To hear Benjamin Wegman tell it, he and Sarah Levitt started their new dance piece, which premieres tonight on the Kennedy Center’s Millennium Stage, pretty impulsively. “We were like, ‘Wouldn’t it be funny if we put a hammock onstage?’”
But it turns out that the piece, titled Hammock, is a little more involved than that. It didn’t just come out of the blue. As dancers with the Takoma Park-based Dance Exchange, Wegman and Levitt had been on the go for months at a time, moving around the country in residencies and performances with the company. “We both have lived a life in the last couple of years of a lot of touring and traveling,” explains Wegman. “There’s a lot of pros to it, but for 32 weeks out of the year, it gets really hard on your body, really grueling.”

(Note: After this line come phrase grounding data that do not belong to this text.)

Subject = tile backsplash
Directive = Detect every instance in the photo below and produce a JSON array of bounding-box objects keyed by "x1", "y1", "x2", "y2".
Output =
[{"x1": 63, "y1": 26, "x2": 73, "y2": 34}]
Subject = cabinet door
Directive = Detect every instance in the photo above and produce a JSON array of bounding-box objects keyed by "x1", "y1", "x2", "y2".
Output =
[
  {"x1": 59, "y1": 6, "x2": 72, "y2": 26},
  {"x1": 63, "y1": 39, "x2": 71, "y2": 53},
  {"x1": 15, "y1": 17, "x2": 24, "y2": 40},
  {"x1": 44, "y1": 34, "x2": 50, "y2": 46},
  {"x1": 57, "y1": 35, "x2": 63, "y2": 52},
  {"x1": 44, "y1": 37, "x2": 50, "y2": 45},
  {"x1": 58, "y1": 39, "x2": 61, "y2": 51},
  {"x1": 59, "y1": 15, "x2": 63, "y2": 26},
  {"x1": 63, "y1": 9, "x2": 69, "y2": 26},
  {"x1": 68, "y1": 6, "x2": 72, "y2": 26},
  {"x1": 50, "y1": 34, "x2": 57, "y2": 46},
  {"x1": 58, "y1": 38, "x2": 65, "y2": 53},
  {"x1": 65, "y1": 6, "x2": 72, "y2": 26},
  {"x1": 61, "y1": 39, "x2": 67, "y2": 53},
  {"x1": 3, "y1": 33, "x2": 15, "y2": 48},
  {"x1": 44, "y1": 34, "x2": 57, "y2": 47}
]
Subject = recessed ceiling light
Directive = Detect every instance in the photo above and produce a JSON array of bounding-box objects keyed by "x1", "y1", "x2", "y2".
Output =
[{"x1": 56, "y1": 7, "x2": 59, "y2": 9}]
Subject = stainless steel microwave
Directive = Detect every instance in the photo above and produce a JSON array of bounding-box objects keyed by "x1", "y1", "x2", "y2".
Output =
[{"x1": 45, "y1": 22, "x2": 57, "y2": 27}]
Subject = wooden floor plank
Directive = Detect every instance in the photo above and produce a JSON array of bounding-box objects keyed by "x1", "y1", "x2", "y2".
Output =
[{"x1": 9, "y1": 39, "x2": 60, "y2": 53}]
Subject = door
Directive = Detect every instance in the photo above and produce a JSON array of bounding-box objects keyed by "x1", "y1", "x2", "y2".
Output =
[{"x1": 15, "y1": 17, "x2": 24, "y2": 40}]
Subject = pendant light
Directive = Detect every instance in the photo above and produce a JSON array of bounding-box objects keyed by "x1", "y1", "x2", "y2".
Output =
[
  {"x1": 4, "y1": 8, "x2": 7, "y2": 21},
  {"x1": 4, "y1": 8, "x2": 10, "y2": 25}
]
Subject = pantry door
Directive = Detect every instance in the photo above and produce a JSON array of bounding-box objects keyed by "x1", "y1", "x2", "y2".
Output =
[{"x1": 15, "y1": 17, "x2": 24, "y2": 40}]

No wonder the two were pondering concepts of rest and restlessness, of being in the moment versus being on the go—all of which, they say, shows up in the piece. Don’t expect kinesthetic pyrotechnics; Hammock, according to its choreographers, is more about putting a lens on the human body and the space it inhabits.
But that hammock—the one that inspired the piece—will be onstage too, in a tangible, non-metaphorical way. Audience members who arrive to the theater early will treated to a short, site-specific installation piece as Levitt and Wegman assemble their prop.
Hammock kicks off the Kennedy Center’s three Local Dance Commissioning Project performances this fall. The program, which is the KenCen’s tip of the hat to the local dance community, provides recipients with $7,500 stipend, a forum for critical feedback, and produced performances at Dance Place and Baltimore’s Theatre Project, as well as on the Millennium Stage.
Tonight and tomorrow night at 6pm on the Kennedy Center’s Millennium Stage. Free.